If that’s the case, should we be afraid of another incident like the spider?  Is it safe for people to attend these battles?

“I assure you, all of the competitors have been thoroughly examined and their controlling magic is solid.  We’ve also put some additional precautions in place after the incident that will ensure the safety of spectators for all future matches.”

That’s good to hear!  I’d hate to think that my undeniable wit and incredibly tempting charm were luring people here to a death trap!  That would be almost… evil!

The tournament mage laughs.  “No, no.  I don’t think you have to worry about that.  Not remotely.”

I’m not entirely sure how to take that.  I think I may have just been insulted.

“Take my comments as you will sir.” He says with a sly grin on his face.

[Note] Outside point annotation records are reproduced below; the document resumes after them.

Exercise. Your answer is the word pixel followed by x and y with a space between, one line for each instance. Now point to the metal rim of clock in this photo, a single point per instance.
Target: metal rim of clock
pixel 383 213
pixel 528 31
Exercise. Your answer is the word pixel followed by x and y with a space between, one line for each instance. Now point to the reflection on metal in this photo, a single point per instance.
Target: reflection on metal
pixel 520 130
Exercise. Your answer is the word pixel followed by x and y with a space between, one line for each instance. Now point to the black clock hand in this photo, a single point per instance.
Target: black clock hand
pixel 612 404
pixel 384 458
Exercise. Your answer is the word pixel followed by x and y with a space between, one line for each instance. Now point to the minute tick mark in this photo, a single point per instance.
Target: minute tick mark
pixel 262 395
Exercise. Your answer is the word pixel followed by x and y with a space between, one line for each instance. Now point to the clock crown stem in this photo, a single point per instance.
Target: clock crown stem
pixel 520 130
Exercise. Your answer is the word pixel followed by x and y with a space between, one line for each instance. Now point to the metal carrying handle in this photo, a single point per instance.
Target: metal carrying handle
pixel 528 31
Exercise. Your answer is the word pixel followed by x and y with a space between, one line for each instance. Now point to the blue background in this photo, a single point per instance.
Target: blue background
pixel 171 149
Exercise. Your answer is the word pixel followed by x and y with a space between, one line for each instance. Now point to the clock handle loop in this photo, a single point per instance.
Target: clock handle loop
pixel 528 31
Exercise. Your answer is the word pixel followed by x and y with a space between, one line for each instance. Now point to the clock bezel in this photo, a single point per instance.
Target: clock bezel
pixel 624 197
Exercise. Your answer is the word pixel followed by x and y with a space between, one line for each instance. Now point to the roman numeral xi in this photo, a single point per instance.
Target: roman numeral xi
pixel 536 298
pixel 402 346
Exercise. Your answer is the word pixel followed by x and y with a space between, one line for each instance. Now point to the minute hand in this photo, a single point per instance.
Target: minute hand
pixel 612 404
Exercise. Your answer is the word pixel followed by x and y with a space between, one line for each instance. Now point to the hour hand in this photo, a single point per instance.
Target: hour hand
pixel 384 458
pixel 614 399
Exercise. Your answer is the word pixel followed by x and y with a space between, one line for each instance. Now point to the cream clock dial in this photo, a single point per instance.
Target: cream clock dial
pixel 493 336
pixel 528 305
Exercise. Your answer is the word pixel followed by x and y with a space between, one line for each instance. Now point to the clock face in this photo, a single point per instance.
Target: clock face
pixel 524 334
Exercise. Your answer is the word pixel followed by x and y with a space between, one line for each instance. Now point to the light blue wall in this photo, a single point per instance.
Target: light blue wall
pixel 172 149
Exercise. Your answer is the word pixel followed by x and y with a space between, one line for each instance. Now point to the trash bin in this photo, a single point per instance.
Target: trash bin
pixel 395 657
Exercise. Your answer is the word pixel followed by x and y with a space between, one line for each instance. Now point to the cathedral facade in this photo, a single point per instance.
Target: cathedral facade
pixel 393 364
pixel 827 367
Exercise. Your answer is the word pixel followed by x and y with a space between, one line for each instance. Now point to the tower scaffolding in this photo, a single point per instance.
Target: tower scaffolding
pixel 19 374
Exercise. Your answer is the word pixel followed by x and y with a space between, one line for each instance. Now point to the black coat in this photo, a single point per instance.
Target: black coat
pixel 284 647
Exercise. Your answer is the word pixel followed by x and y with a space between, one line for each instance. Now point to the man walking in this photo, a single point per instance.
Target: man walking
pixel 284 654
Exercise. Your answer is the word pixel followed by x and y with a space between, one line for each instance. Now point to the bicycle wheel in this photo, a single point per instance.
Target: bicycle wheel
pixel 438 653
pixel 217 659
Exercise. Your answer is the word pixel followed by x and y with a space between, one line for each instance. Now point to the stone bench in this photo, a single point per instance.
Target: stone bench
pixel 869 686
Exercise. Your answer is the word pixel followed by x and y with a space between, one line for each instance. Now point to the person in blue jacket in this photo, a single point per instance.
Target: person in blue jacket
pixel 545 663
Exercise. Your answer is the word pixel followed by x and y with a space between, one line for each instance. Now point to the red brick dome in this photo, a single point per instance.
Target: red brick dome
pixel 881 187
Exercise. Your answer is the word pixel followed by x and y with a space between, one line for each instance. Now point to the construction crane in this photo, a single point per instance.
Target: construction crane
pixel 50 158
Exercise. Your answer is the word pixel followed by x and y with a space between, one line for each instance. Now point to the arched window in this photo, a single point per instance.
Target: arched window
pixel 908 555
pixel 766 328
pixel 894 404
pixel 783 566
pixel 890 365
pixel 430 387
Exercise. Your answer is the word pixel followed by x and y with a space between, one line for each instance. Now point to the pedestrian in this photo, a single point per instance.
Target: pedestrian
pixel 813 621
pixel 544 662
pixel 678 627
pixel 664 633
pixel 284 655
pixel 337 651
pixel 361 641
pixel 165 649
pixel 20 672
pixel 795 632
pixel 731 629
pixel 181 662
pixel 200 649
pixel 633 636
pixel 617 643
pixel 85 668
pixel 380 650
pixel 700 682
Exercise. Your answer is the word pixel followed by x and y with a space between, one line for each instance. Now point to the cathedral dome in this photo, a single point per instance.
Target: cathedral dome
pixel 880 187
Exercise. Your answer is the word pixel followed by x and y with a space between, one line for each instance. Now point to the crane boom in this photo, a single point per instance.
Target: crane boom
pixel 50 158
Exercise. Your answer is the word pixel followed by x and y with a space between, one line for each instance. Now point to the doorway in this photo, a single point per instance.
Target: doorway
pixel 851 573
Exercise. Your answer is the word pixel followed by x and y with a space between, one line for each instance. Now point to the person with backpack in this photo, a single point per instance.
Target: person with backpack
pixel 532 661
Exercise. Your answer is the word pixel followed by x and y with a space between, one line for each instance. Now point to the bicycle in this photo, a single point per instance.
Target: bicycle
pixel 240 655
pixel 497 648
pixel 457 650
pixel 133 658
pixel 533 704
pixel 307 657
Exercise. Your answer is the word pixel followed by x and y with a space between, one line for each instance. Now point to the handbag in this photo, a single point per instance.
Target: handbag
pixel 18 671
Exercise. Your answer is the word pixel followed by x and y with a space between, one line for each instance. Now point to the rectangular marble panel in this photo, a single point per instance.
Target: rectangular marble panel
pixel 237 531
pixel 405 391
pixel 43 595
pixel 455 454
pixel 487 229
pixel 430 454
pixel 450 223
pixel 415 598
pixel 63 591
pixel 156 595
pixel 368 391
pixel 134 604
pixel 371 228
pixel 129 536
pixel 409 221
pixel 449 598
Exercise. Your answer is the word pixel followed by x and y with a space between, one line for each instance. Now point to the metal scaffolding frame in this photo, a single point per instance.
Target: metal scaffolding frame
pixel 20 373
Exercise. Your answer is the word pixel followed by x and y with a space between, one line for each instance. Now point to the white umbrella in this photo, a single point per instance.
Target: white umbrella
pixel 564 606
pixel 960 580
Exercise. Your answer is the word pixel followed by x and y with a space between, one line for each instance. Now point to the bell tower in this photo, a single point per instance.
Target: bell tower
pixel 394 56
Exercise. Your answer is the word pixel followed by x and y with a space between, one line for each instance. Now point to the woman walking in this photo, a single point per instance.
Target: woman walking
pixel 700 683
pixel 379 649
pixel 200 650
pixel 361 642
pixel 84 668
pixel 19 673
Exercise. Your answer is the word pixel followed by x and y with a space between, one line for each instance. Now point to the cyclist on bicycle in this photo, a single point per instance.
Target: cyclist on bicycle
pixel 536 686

On that note, and in an attempt to avoid any further blows to my ego, I wish to thank you for taking the time to talk with us, and putting some of our worries at ease.

“It’s been a pleasure I assure you.  Keep an eye out for changes in the terrain during the later rounds of the tournament.  We have a few surprises in store that will make things more than a little interesting.”

Thank you for the inside information!  We’ll look forward to it!

Later this week, Caer Holineth will be hosting the battle between the fiery Magma Serpent, and the brutish Tumbler.  Who do you think will claim victory and advance to the semi-final round of this year’s Tournament of Souls?